Generated by GPT-5-mini| Three-term recurrence | |
|---|---|
| Name | Three-term recurrence |
| Field | Mathematics |
| Related | Linear algebra; Numerical analysis; Orthogonal polynomials |
| Notation | an = bnan−1 + cnan−2 |
Three-term recurrence. Three-term recurrence relations appear across mathematics and applied science, connecting sequences in combinatorics, numerical analysis, and mathematical physics. They underlie computational algorithms used in approximation theory, spectral methods, and quantum mechanics, and appear in classical works by Euler, Gauss, and Sturm. Prominent occurrences include recurrence relations for Chebyshev, Legendre, and Hermite polynomials, and implementations in Lanczos and Golub methods for eigenproblems.
A three-term recurrence is an identity relating three successive terms of a sequence, typically written with coefficients that may depend on the index. Classic examples include the recurrence for Fibonacci numbers in combinatorics, the recurrence for Legendre polynomials in special function theory, and the three-term relations satisfied by Hermite polynomials and Chebyshev polynomials of the first kind. Historical instances arise in the work of Leonhard Euler, Carl Friedrich Gauss, and Jacques Sturm, and practical examples appear in algorithms by Cornelius Lanczos and Gene H. Golub. In physics, three-term recurrences occur in the radial equations studied by Erwin Schrödinger and in continued-fraction expansions used by Lord Rayleigh.
Linear three-term recurrences have the form an = αn an−1 + βn an−2 with scalar or matrix coefficients and arise in linear difference equations and matrix eigenvalue problems. They are central to the Lanczos tridiagonalization procedure associated with John von Neumann’s spectral investigations and with the Golub–Kahan bidiagonalization related to James H. Wilkinson’s numerical linear algebra. Matrix interpretations connect to tridiagonal matrices studied by Issai Schur and to Jacobi matrices appearing in the theory developed by Carl Gustav Jacobi and Tikhonov-regularization contexts influenced by Andrey Tikhonov.
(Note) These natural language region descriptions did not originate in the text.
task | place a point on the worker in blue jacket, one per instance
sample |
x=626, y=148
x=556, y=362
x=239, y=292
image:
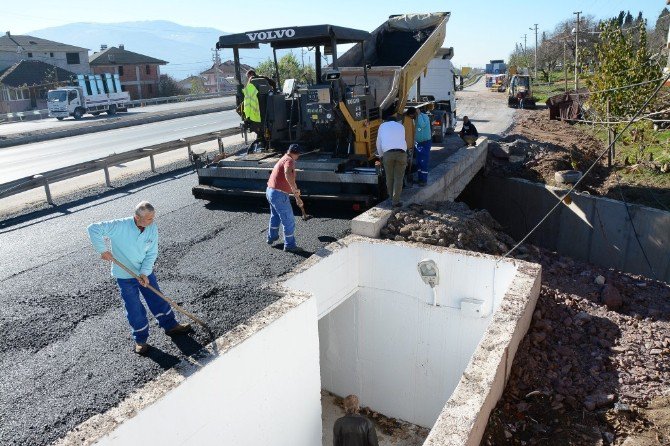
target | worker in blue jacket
x=134, y=243
x=424, y=143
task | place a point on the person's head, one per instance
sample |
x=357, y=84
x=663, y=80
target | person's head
x=294, y=151
x=351, y=405
x=389, y=115
x=144, y=214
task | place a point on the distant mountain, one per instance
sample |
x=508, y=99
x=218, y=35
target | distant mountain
x=187, y=48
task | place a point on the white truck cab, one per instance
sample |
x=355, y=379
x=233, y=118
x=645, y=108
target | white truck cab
x=438, y=84
x=94, y=94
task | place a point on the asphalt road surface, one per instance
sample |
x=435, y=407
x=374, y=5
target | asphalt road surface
x=49, y=123
x=65, y=349
x=29, y=159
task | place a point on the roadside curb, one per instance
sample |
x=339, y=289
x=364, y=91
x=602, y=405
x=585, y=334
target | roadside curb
x=86, y=128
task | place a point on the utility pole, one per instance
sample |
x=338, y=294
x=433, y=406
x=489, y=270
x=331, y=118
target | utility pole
x=217, y=61
x=565, y=63
x=535, y=51
x=576, y=51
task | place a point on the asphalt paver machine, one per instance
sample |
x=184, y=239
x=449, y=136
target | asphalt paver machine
x=333, y=118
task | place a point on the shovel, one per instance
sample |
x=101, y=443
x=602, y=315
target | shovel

When coefficients are constant, solutions follow from a quadratic characteristic equation whose roots determine closed-form expressions via linear combinations, a method dating to Augustin-Louis Cauchy and refined by Gaspard Monge. For variable coefficients, solution techniques invoke continued fractions as in the works of Adrien-Marie Legendre and Niels Henrik Abel, spectral theory of David Hilbert and John von Neumann, and asymptotic methods from S. R. Srinivasa Varadhan and Harold Jeffreys. Connections to resolvent operators and Green’s functions echo developments by George B. Arfken and Morse and Feshbach in mathematical physics.
Orthogonal polynomial systems satisfy three-term recurrences with recurrence coefficients determined by moment functionals and measures studied by Pafnuty Chebyshev, S. N. Bernstein, and Marcel Riesz. The Favard theorem, associated with Jean Favard and furthered by M. G. Kreĭn, characterizes such sequences via Jacobi matrices linked to spectral theorems of Frigyes Riesz and John von Neumann. Applications span Gaussian quadrature developed by Carl Friedrich Gauss and matrix approximation techniques used in computational physics by Richard Feynman and Enrico Fermi; specific families include Laguerre polynomials, Gegenbauer polynomials, and Jacobi polynomials used in models by Pierre-Simon Laplace and J. Willard Gibbs.
Numerical treatment of three-term recurrences appears in algorithms by Gene H. Golub, Cornelius Lanczos, and James Demmel for eigenvalue computation and in quadrature routines used in software from the Numerical Algorithms Group and libraries arising from Netlib. Stability analysis leverages backward error techniques advanced by Higham and perturbation theory from T. Kato, while forward error bounds reflect work by Alston Householder and Wilkinson. Practical concerns include underflow and overflow in floating-point arithmetic standardized by IEEE 754 and iterative refinement methods inspired by Richard Brent and H. Rutishauser.
Generalizations extend to k-term recurrences, nonlinear recurrences, and matrix-valued recurrences studied by Issai Schur and contemporary researchers in integrable systems such as Mikhail S. Adler and Pierre van Moerbeke. Higher-order linear recurrences connect to companion matrices explored by Eugène Catalan and control theory frameworks influenced by Rudolf E. Kálmán and Norbert Wiener. Nonlinear discrete analogues appear in the theory of discrete Painlevé equations and in dynamical systems investigated by Henri Poincaré and Mitchell Feigenbaum.